Wie die Studie zeigt, haben technischer Fortschritt und Massenproduktion in einem zunehmend ausgereiften Industriezweig in den vergangenen Jahren zu einer deutlichen Preissenkung am Batteriemarkt geführt – bei Lithium-Ionen-Batterien für Elektrofahrzeuge um fast 90 % seit 2010 und bei stationären Anwendungen einschließlich Stromnetzmanagement im gleichen Zeitraum um rund zwei Drittel.
Die IEA geht in ihrem Nachhaltigkeitsszenario davon aus, dass 2040 eine Energiespeicherkapazität von annähernd 10 000 GWh in Form von Batterien und sonstigen Speichern benötigt wird, damit die Welt die Klimaschutz- und Nachhaltigkeitsziele einhalten kann – fast das Fünfzigfache des heutigen Werts.
„Die Stromspeichertechnologie ist ausschlaggebend, wenn es darum geht, die Nachfrage nach Elektromobilität zu decken und den notwendigen Übergang zu erneuerbaren Energien zu schaffen, um dem Klimawandel entgegenzuwirken", sagte EPA-Präsident António Campinos. „Der rapide und anhaltende Innovationszuwachs im Bereich der Stromspeicherung zeigt, dass Erfinder und Unternehmen die Herausforderung der Energiewende angehen. Die Patentdaten lassen erkennen, dass Asien in dieser strategischen Branche zwar deutlich führt, die USA und Europa aber auf ein breites Innovationsökosystem mit einer Vielzahl von KMU und Forschungseinrichtungen zählen können und so bei der Entwicklung der nächsten Generation von Batterien im Rennen bleiben dürften."
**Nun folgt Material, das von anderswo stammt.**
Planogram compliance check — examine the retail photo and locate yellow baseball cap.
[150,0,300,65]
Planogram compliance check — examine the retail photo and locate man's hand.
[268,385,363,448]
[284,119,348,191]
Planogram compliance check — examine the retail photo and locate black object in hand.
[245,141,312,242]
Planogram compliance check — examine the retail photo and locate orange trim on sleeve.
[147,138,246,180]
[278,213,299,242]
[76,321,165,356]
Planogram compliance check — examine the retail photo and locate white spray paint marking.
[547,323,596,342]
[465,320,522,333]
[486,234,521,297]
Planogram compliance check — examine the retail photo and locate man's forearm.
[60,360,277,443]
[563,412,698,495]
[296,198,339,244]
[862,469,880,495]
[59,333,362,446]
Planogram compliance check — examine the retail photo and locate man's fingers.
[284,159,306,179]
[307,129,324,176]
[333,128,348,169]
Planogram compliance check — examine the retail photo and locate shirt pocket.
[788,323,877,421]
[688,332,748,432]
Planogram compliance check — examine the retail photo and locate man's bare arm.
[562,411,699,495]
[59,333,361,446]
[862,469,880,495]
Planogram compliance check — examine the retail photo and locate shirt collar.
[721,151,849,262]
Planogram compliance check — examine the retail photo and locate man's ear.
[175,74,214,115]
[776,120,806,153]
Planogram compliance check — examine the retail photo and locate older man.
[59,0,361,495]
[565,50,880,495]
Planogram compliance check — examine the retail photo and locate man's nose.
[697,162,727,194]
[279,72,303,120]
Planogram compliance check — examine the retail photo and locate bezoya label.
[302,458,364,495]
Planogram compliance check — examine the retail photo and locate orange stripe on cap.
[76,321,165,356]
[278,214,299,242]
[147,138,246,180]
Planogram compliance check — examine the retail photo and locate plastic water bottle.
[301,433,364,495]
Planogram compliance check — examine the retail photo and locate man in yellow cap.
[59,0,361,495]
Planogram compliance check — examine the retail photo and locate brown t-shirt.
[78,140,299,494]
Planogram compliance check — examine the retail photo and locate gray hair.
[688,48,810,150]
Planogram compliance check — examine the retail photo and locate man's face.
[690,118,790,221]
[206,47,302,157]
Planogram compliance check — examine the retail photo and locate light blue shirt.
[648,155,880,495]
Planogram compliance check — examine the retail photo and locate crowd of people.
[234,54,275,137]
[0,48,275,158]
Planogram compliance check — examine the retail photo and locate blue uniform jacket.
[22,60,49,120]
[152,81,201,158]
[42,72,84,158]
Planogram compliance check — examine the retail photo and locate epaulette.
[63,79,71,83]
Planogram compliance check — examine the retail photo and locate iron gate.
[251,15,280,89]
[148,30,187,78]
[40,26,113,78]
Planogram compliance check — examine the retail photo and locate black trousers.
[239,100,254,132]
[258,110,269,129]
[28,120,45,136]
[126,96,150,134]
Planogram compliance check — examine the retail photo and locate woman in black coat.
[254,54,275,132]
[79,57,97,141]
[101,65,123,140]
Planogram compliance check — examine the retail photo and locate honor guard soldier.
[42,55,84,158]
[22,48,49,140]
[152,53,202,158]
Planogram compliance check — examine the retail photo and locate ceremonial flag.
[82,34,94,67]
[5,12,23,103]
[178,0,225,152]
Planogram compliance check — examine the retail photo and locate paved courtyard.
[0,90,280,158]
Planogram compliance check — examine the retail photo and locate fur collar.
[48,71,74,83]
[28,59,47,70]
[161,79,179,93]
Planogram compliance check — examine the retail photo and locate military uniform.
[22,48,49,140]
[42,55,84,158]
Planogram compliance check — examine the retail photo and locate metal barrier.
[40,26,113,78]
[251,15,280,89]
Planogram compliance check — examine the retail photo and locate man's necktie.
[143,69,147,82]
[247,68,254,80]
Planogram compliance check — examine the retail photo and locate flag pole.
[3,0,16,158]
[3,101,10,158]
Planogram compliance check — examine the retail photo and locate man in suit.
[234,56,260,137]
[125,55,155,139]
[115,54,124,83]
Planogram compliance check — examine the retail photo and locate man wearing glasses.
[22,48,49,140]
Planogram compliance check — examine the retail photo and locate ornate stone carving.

„Die IEA-Prognosen machen deutlich, dass die Energiespeicherung in den kommenden Jahrzehnten exponentiell wachsen muss, damit die Welt die internationalen Klimaschutz- und Nachhaltigkeitsziele einhalten kann. Beschleunigte Innovation wird für dieses Wachstum von entscheidender Bedeutung sein", sagte IEA-Exekutivdirektor Fatih Birol.
Innovation im Bereich der Stromspeicherung wächst rapide
Der Bericht stellt die wichtigsten Innovationstrends im Bereich der Stromspeicherung zwischen 2000 und 2018 vor, gemessen an internationalen Patentfamilien, denen jeweils eine hochwertige Erfindung zugrunde liegt, für die Patentanmeldungen bei zwei oder mehr Patentämtern weltweit eingereicht worden sind. Da Patentanmeldungen viele Monate oder gar Jahre vor der Vermarktung eines Produkts eingereicht werden, gelten sie als Frühindikator für Technologietrends.
Im Bereich der Stromspeicherung haben Unternehmen weltweit seit 2000 mehr als 65 000 internationale Patentfamilien (IPF) eingereicht. Die Studie zeigt, dass die jährliche Zahl der IPF in diesem Sektor von rund 1 500 im Jahr 2005 auf über 7 000 im Jahr 2018 stark gestiegen ist. Mit einer durchschnittlichen jährlichen Zuwachsrate von 14 % seit 2005 haben diese IPF den durchschnittlichen jährlichen Anstieg in allen Technologiefeldern im gleichen Zeitraum (3,5 %) erheblich übertroffen.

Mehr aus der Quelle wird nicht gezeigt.